Search papers, labs, and topics across Lattice.
This scientometric analysis reviews 200 highly cited articles from Scopus to map the intellectual structure and key themes related to Total Quality Management (TQM) in surgical and healthcare contexts. The study identifies key research clusters including patient safety, surgical procedure optimization, QI methodologies, and ethical considerations, noting a shift towards patient-centric and data-driven approaches. The analysis highlights influential institutions and publications contributing to safety protocols, QI methodologies, and patient engagement.
The study reveals a mature and evolving research domain focused on data-driven and patient-centric approaches to surgical quality improvement, suggesting a move beyond theoretical frameworks.

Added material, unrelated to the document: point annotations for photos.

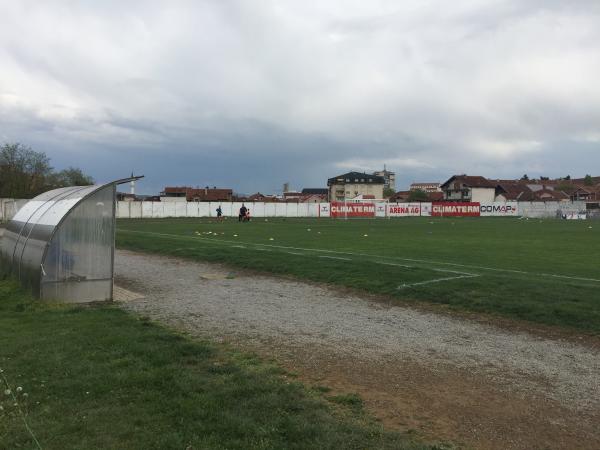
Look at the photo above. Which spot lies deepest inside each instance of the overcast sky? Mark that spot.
(251, 94)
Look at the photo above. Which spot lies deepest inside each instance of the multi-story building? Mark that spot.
(426, 187)
(463, 188)
(353, 184)
(388, 177)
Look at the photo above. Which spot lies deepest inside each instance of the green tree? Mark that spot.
(418, 195)
(23, 172)
(70, 177)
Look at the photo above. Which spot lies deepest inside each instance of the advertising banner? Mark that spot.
(380, 209)
(404, 209)
(341, 209)
(499, 209)
(455, 209)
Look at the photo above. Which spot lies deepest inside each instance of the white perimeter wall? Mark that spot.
(138, 210)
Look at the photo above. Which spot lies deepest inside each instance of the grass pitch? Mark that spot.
(544, 271)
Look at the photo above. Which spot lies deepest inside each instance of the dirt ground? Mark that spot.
(448, 378)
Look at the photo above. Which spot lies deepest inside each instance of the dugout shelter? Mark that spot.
(61, 244)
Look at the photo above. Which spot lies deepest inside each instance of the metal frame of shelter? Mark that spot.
(61, 244)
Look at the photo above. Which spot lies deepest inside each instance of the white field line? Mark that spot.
(394, 264)
(424, 261)
(334, 257)
(437, 280)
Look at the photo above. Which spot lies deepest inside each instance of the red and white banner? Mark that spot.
(403, 209)
(341, 209)
(452, 209)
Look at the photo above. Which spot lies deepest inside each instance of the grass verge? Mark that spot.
(98, 377)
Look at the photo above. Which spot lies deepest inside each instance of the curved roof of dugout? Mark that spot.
(28, 236)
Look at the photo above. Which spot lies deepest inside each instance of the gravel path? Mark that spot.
(271, 313)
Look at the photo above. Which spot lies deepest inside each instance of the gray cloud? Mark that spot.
(251, 95)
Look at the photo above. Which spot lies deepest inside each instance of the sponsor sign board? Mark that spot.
(499, 209)
(404, 209)
(380, 209)
(341, 209)
(455, 209)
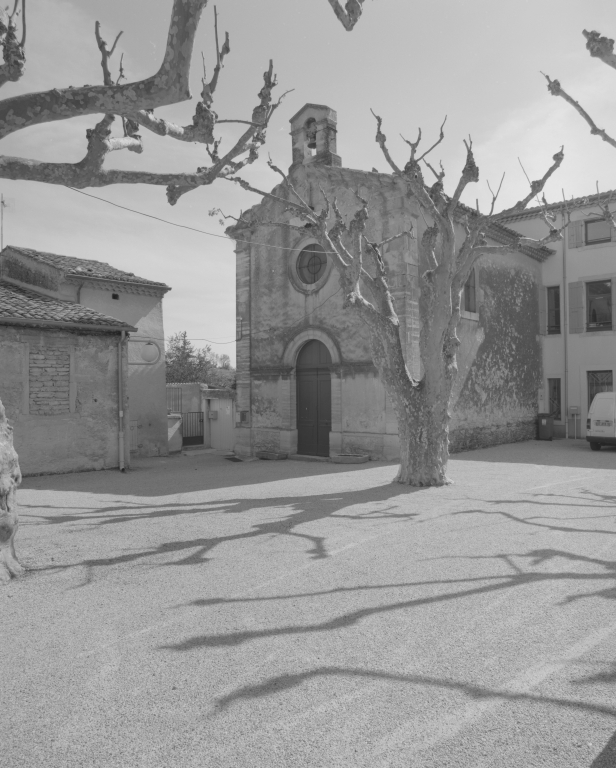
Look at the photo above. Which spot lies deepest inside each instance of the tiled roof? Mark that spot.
(71, 265)
(30, 308)
(574, 202)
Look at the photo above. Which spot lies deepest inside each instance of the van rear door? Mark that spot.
(602, 415)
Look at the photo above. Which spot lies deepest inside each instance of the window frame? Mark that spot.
(303, 270)
(556, 414)
(292, 273)
(588, 241)
(596, 327)
(553, 330)
(588, 388)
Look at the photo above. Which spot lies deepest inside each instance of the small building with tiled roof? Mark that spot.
(75, 336)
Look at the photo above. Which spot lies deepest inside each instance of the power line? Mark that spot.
(223, 237)
(184, 226)
(271, 327)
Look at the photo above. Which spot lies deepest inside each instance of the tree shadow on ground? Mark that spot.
(301, 511)
(192, 473)
(558, 453)
(279, 683)
(478, 585)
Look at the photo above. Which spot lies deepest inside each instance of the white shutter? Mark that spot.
(576, 234)
(576, 307)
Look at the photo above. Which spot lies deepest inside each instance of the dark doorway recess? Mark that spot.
(314, 400)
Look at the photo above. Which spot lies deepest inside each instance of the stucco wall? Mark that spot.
(83, 436)
(588, 350)
(146, 383)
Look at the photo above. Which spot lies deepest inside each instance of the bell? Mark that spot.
(150, 352)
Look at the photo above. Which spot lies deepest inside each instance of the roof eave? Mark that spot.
(26, 321)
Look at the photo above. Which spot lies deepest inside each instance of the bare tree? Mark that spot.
(601, 48)
(454, 238)
(133, 103)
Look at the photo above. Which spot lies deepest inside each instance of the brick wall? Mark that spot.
(49, 381)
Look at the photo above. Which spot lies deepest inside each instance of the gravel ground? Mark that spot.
(199, 612)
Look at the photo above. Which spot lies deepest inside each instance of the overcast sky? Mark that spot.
(477, 61)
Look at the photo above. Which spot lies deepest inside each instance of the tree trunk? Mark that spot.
(10, 478)
(424, 445)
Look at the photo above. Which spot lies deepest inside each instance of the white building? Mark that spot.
(577, 302)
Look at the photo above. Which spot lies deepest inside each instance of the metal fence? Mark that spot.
(192, 428)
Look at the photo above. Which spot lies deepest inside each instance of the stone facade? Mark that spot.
(495, 397)
(579, 358)
(134, 300)
(49, 381)
(60, 391)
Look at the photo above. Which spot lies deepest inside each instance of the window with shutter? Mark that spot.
(576, 307)
(543, 310)
(599, 305)
(575, 234)
(554, 309)
(597, 231)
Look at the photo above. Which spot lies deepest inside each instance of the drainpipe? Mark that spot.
(566, 329)
(122, 468)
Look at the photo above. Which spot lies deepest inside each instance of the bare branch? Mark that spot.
(248, 144)
(600, 47)
(350, 14)
(436, 143)
(555, 89)
(470, 173)
(495, 196)
(168, 86)
(288, 183)
(209, 88)
(13, 51)
(536, 186)
(380, 140)
(105, 53)
(22, 42)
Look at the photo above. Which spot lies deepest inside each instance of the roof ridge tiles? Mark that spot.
(75, 266)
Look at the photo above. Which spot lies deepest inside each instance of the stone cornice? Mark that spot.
(345, 369)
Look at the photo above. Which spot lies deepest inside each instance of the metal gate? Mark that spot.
(192, 428)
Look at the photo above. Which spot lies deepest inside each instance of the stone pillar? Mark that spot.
(243, 432)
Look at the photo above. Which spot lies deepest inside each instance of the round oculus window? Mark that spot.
(311, 264)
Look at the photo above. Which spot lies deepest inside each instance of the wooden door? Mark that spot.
(313, 400)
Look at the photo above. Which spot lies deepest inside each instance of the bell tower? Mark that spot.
(313, 134)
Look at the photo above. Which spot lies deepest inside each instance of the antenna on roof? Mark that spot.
(5, 202)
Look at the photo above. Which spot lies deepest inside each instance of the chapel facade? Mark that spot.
(306, 383)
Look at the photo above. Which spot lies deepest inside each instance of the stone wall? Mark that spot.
(499, 362)
(49, 371)
(60, 429)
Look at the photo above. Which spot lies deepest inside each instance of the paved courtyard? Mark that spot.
(199, 612)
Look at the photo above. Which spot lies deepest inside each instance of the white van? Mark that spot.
(601, 421)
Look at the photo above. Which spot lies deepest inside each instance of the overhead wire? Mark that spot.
(183, 226)
(252, 334)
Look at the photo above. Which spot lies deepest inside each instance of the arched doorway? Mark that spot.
(314, 401)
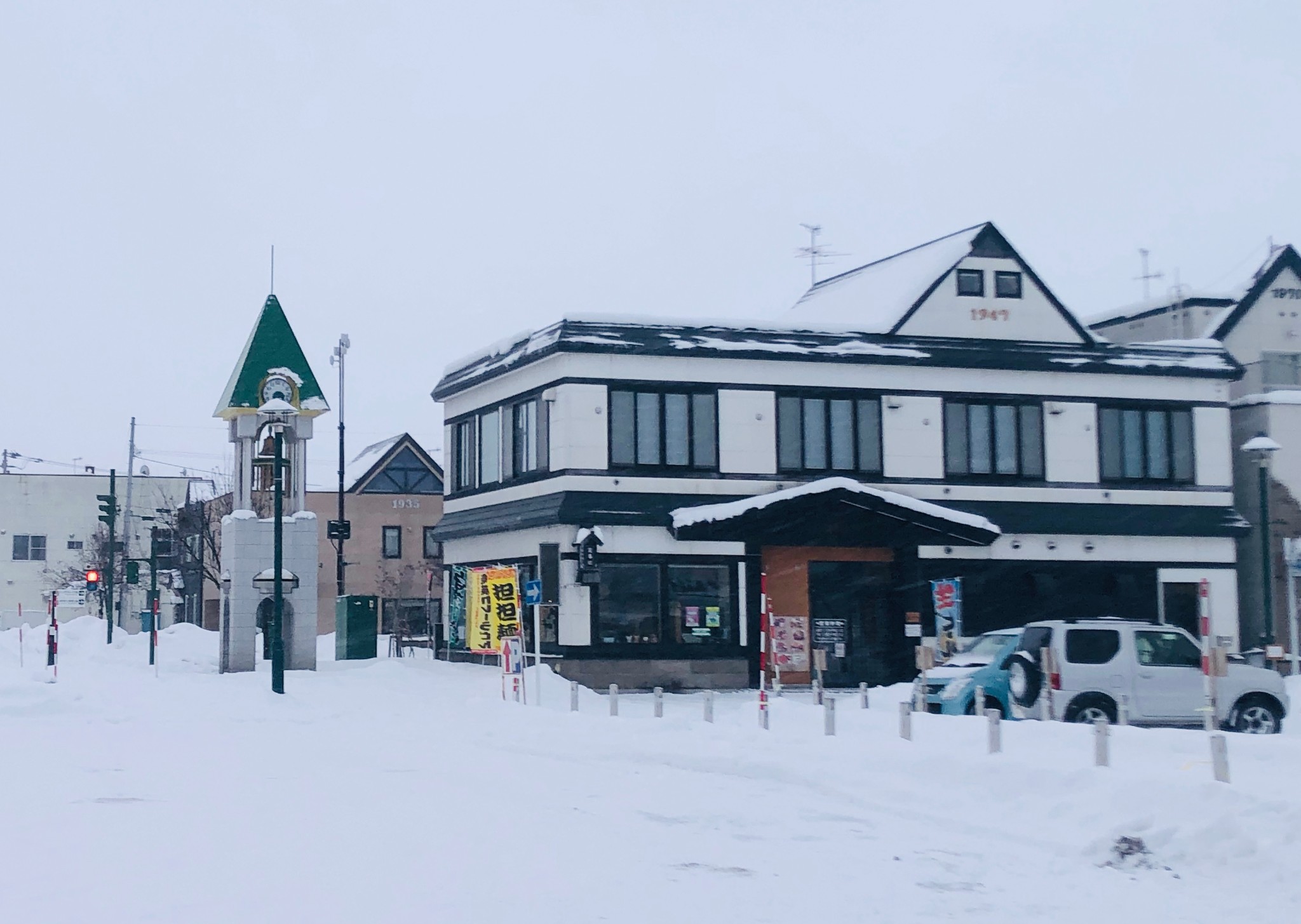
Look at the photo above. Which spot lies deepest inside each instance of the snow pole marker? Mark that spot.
(52, 638)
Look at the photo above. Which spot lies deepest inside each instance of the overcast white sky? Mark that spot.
(438, 175)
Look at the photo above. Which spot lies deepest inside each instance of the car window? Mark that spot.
(1166, 650)
(1092, 646)
(1034, 641)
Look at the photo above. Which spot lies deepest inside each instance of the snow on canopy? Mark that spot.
(875, 297)
(713, 513)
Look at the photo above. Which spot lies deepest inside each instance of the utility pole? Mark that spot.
(340, 530)
(109, 507)
(126, 509)
(1147, 276)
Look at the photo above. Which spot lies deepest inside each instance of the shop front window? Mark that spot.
(700, 603)
(629, 604)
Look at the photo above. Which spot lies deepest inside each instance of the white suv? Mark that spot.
(1154, 669)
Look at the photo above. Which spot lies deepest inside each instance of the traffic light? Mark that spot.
(109, 508)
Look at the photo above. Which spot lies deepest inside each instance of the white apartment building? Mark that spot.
(47, 533)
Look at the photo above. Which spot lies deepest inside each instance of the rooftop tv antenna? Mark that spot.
(815, 253)
(1147, 276)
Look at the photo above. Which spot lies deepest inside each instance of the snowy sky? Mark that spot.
(438, 175)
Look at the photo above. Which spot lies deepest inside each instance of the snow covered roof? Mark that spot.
(1281, 398)
(875, 297)
(802, 342)
(717, 512)
(366, 460)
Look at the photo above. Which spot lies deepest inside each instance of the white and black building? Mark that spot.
(934, 414)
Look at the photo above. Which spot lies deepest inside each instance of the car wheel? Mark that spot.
(1092, 708)
(1257, 718)
(1024, 680)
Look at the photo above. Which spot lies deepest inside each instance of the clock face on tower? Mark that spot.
(278, 387)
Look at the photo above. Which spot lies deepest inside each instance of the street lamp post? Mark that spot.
(1260, 448)
(279, 413)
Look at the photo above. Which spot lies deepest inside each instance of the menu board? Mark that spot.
(792, 643)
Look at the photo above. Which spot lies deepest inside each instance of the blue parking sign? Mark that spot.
(532, 593)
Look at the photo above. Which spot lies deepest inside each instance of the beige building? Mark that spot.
(393, 502)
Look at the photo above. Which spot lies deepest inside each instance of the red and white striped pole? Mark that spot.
(1204, 620)
(52, 638)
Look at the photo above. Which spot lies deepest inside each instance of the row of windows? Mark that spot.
(391, 543)
(824, 432)
(500, 444)
(972, 283)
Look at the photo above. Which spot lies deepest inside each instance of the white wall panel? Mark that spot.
(912, 436)
(747, 432)
(1213, 451)
(1070, 441)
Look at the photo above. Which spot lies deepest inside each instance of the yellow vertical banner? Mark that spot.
(492, 608)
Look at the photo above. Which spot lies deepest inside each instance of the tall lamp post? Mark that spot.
(279, 414)
(340, 530)
(1261, 448)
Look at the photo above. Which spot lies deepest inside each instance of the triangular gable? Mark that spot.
(402, 467)
(915, 293)
(1286, 259)
(271, 349)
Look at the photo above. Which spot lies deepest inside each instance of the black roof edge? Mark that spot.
(1287, 258)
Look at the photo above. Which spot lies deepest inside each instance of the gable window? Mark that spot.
(1008, 284)
(995, 439)
(1145, 444)
(392, 542)
(432, 547)
(29, 548)
(835, 432)
(673, 430)
(403, 474)
(971, 283)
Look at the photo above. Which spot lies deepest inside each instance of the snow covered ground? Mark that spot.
(407, 790)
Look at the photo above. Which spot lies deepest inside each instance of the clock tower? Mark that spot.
(273, 385)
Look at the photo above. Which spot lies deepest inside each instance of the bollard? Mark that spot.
(1101, 741)
(995, 730)
(1220, 758)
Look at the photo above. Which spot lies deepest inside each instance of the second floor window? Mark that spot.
(828, 434)
(1152, 444)
(994, 439)
(675, 430)
(500, 444)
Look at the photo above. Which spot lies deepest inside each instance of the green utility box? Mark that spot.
(357, 625)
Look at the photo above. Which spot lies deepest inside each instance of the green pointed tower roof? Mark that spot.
(273, 351)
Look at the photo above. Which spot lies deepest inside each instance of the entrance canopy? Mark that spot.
(833, 512)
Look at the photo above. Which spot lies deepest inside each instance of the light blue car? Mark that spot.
(952, 686)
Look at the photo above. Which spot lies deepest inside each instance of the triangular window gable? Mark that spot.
(403, 474)
(992, 295)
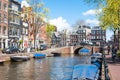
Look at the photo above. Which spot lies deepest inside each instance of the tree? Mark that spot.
(50, 29)
(110, 16)
(39, 14)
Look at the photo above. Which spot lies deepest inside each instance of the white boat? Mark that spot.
(19, 58)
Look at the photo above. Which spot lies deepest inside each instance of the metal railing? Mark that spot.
(105, 66)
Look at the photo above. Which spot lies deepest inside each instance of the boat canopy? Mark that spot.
(84, 50)
(86, 72)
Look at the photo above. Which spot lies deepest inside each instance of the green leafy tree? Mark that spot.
(40, 13)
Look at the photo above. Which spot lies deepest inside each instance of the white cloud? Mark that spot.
(92, 12)
(94, 22)
(60, 23)
(24, 3)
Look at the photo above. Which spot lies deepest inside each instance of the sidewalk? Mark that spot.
(114, 68)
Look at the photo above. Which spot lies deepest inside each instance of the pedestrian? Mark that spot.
(108, 49)
(114, 52)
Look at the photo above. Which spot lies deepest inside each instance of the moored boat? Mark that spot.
(85, 72)
(39, 55)
(19, 58)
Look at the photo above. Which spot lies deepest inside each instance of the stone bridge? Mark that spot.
(70, 49)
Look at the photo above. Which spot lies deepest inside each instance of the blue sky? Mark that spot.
(65, 13)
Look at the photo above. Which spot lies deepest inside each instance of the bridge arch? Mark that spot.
(76, 49)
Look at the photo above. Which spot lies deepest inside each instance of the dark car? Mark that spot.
(10, 50)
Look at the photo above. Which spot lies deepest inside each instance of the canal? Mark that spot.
(50, 68)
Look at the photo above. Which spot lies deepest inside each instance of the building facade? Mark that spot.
(74, 39)
(98, 36)
(84, 34)
(14, 22)
(3, 23)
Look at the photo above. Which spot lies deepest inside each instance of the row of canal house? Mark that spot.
(16, 27)
(87, 34)
(10, 23)
(95, 35)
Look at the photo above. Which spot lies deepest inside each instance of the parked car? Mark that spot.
(43, 47)
(11, 50)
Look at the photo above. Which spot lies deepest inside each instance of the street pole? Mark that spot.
(118, 27)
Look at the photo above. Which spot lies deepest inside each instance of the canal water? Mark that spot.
(50, 68)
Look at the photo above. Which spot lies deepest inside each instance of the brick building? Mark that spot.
(3, 23)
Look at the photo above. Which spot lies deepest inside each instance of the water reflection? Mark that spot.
(51, 68)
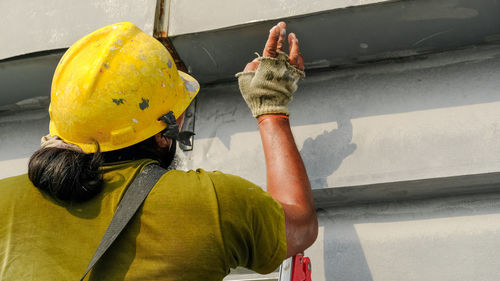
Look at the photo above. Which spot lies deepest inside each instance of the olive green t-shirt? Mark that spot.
(193, 226)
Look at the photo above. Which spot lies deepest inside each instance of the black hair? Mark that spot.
(68, 175)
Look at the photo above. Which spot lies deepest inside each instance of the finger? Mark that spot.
(251, 66)
(294, 50)
(300, 62)
(272, 42)
(282, 37)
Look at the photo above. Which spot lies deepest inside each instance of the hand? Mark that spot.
(275, 42)
(268, 83)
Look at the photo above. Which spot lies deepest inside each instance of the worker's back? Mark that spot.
(192, 226)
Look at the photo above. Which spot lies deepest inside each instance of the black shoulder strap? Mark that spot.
(128, 206)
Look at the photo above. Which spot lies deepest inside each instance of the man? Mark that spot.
(117, 104)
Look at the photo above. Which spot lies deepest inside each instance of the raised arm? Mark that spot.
(267, 86)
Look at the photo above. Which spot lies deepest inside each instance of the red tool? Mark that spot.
(296, 268)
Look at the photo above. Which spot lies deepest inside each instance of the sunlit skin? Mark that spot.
(287, 180)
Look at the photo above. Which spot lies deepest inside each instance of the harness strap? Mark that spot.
(128, 206)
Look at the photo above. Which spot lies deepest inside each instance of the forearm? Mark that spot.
(287, 182)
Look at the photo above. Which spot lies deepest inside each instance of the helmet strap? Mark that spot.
(172, 130)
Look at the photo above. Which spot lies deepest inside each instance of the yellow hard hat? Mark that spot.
(112, 86)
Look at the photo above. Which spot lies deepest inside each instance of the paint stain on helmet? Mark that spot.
(189, 86)
(144, 104)
(118, 101)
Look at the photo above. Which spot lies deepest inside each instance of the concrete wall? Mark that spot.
(32, 26)
(197, 15)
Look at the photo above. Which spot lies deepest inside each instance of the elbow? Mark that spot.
(302, 231)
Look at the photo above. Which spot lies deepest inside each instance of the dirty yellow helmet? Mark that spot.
(112, 86)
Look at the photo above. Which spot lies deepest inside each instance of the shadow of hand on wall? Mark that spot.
(324, 154)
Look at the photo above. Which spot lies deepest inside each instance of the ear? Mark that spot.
(162, 141)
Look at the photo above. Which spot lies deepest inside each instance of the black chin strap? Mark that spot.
(172, 130)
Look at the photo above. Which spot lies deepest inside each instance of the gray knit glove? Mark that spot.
(269, 89)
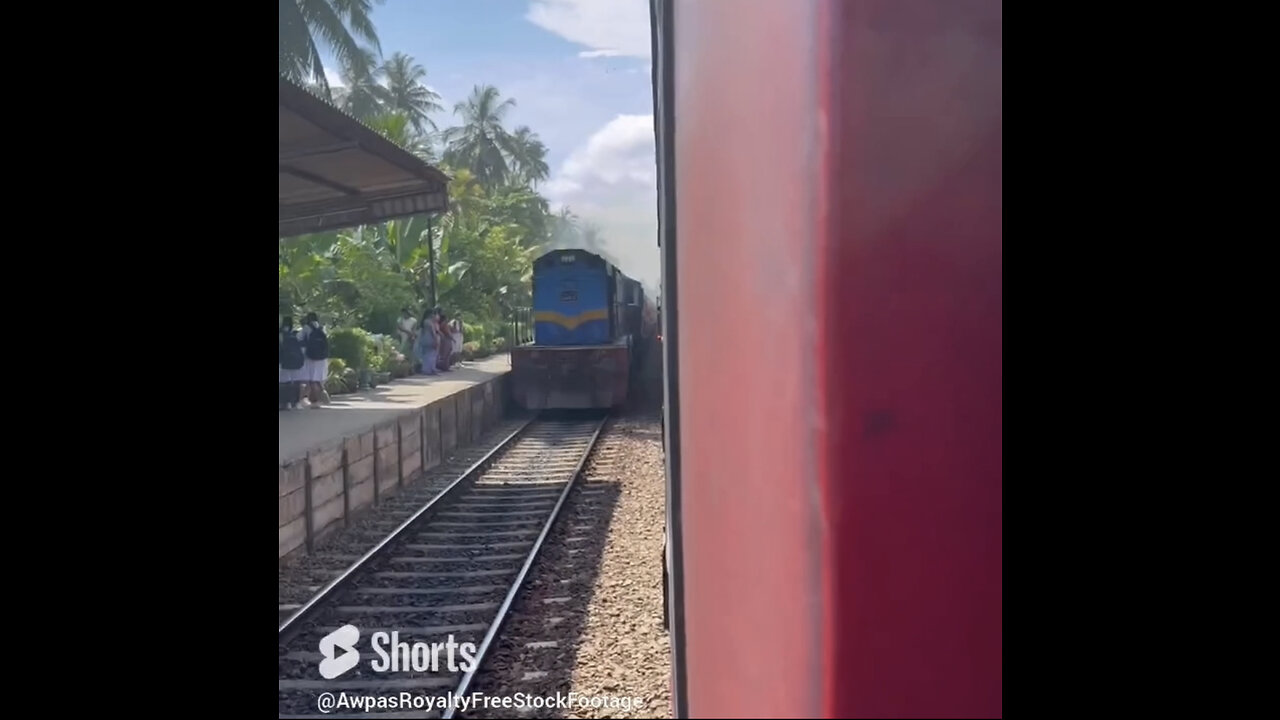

We present a scientometric analysis of the research landscape about the application of Total Quality Management (TQM) rules within surgical and broader healthcare contexts. The study utilizes a dataset of 200 highly cited articles extracted from Scopus and maps the intellectual structure, key themes, and evolving priorities in this critical field. The study discloses a mature yet dynamically evolving survey domain characterized by a distinct shift from theoretical process frameworks to patient-centric and data-driven methodologies. Key study clusters determined include Patient Safety Culture and Adverse Event Reduction, Specific Surgical Procedure Optimization, Methodological Frameworks for Quality Improvement (QI), and Ethical & Inclusive Care Considerations. Highly cited articles and authors as well as influential institutions are determined, representing a global collaboration network with strong representation from the United States and Northern Europe. The most effective publications, as stated by citation frequency, are studied in detail, briefing their contributions to building safety protocols, validating QI methodologies like DMAIC, and expanding the discourse on patient engagement and health equity. The present review summarizes that the field is advancing towards more predictive, equitable, and technologically integrated models of care, with future research poised to leverage artificial intelligence and federated learning to personalize and enhance surgical quality improvement on a global scale.